Paul Guimard

  • Au volant de sa MG, un homme, la petite quarantaine, roule de Paris vers la Bretagne où il se rend pour le déjeuner. Tandis qu'il chemine en regardant le paysage, il pense à un ami perdu, à l'heure à laquelle il arrivera à Rennes, à la femme qu'il aime, à celle qu'il a épousée, quand soudain la voiture percute inévitablement un camion bloqué en travers de la route. Arrivent alors les secondes d'éternité, juste avant, quand on se dit qu'il est encore possible d'éviter l'accident, puis celles d'après, quand il est déjà trop tard.
    Alors, à demi conscient, les yeux clos, les sensations affluent, plus fortes que jamais, et avec elles les souvenirs : tout ce qu'on pourrait laisser derrière soi, tout ce qu'on a aimé, tout ce qu'on pourrait retenir, changer et faire, encore.

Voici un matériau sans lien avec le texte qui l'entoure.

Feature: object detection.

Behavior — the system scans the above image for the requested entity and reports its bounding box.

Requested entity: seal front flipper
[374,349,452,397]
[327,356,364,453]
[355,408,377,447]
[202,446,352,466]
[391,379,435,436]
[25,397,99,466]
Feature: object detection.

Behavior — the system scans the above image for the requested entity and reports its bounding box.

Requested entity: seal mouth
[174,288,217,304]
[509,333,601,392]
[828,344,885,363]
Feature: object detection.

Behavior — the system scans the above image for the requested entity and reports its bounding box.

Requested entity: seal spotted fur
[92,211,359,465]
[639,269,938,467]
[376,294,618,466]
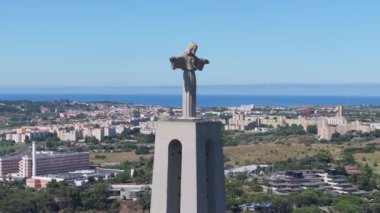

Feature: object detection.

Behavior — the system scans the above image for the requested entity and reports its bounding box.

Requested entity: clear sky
[0,0,380,86]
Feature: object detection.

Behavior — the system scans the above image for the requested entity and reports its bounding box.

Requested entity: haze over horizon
[0,0,380,87]
[0,84,380,97]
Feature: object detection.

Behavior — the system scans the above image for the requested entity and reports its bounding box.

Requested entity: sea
[0,94,380,107]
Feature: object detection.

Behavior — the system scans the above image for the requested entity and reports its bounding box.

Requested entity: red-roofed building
[344,166,363,175]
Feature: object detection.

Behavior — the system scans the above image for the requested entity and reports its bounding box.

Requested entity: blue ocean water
[0,94,380,107]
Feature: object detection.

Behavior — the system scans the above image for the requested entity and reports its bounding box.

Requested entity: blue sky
[0,0,380,87]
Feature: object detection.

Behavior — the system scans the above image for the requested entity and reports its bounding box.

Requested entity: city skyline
[0,0,380,88]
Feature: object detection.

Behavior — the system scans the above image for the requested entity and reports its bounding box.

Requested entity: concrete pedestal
[151,119,226,213]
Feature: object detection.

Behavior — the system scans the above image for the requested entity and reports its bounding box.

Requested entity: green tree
[292,206,323,213]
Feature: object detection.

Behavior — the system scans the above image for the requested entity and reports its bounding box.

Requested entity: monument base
[151,119,226,213]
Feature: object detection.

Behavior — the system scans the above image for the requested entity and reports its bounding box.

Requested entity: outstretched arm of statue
[169,57,184,70]
[196,58,210,71]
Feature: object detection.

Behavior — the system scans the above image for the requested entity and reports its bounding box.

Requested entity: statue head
[185,42,198,55]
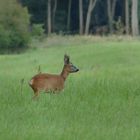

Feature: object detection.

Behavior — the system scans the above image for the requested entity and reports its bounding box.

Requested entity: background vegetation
[0,36,140,140]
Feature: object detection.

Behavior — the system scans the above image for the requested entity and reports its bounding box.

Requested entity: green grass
[0,37,140,140]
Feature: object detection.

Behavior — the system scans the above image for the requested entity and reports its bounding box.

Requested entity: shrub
[0,0,30,50]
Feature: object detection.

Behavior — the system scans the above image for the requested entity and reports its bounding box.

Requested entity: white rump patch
[29,79,34,85]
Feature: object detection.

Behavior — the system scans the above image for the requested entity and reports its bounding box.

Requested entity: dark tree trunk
[125,0,129,35]
[48,0,52,35]
[85,0,97,35]
[67,0,72,31]
[79,0,83,35]
[131,0,139,36]
[52,0,57,32]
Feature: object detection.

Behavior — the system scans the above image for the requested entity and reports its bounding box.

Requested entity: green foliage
[31,24,45,37]
[0,36,140,140]
[0,0,30,49]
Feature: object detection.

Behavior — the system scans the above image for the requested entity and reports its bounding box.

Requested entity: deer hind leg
[32,89,39,100]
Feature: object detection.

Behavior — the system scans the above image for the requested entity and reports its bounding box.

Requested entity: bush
[0,0,30,50]
[31,24,45,37]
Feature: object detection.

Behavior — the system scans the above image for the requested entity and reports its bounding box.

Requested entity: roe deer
[29,55,79,99]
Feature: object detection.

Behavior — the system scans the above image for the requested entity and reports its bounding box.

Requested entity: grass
[0,37,140,140]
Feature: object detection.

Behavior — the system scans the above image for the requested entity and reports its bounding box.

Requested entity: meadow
[0,36,140,140]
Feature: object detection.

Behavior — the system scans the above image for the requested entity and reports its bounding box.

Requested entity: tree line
[0,0,140,50]
[20,0,140,36]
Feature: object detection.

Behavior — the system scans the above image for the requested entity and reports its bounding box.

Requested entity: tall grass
[0,37,140,140]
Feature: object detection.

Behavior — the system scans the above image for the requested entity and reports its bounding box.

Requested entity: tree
[131,0,139,36]
[67,0,72,31]
[85,0,97,35]
[48,0,52,35]
[125,0,129,35]
[107,0,116,34]
[0,0,30,50]
[79,0,83,35]
[52,0,57,31]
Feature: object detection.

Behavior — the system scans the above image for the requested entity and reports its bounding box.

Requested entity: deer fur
[29,55,79,98]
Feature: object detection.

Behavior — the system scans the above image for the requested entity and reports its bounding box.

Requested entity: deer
[29,54,79,99]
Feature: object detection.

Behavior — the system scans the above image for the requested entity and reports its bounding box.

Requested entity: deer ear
[64,54,70,64]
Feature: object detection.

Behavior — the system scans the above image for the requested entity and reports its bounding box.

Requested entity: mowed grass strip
[0,36,140,140]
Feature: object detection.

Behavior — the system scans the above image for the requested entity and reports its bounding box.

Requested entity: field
[0,37,140,140]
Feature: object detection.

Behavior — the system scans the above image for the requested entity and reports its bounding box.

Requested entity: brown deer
[29,55,79,99]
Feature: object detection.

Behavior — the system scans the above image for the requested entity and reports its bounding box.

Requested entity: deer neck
[60,66,69,81]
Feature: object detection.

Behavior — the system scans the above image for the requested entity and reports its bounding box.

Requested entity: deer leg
[32,90,39,99]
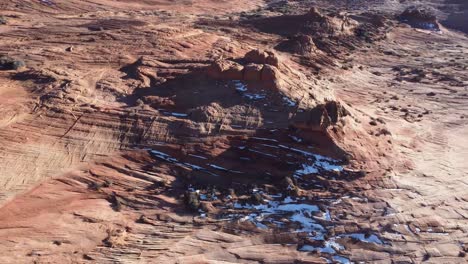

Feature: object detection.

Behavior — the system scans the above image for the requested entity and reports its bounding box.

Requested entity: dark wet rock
[250,192,264,205]
[0,16,8,25]
[261,64,280,82]
[185,192,200,211]
[243,64,262,81]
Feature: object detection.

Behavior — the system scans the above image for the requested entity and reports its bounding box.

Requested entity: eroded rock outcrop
[205,49,281,89]
[399,6,440,31]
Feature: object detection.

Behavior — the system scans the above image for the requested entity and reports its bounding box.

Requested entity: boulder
[244,49,269,64]
[244,49,279,67]
[206,60,243,80]
[0,56,25,71]
[399,6,439,30]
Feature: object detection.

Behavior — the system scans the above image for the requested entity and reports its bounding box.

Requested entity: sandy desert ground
[0,0,468,263]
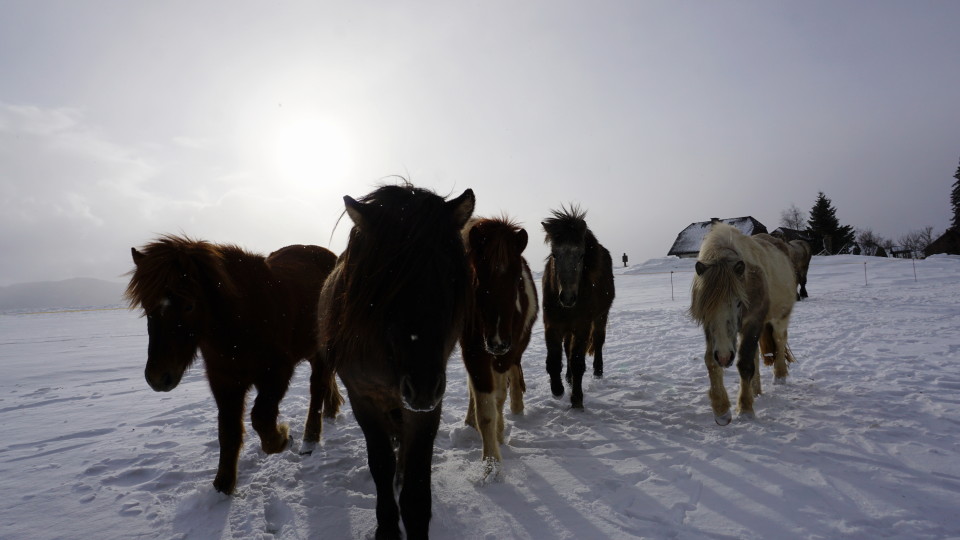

    Variation superbe et poétique sur le temps qui passe et sa mémoire, Les Choses de la vie est un récit d'une rare justesse. Paul Guimard livre une magnifique déclaration d'amour à la vie et à ses choses qui nous façonnent. Une lecture bouleversante qui donne envie de profiter de la vie, d'aimer, d'écrire et de dire, tant qu'il est encore temps.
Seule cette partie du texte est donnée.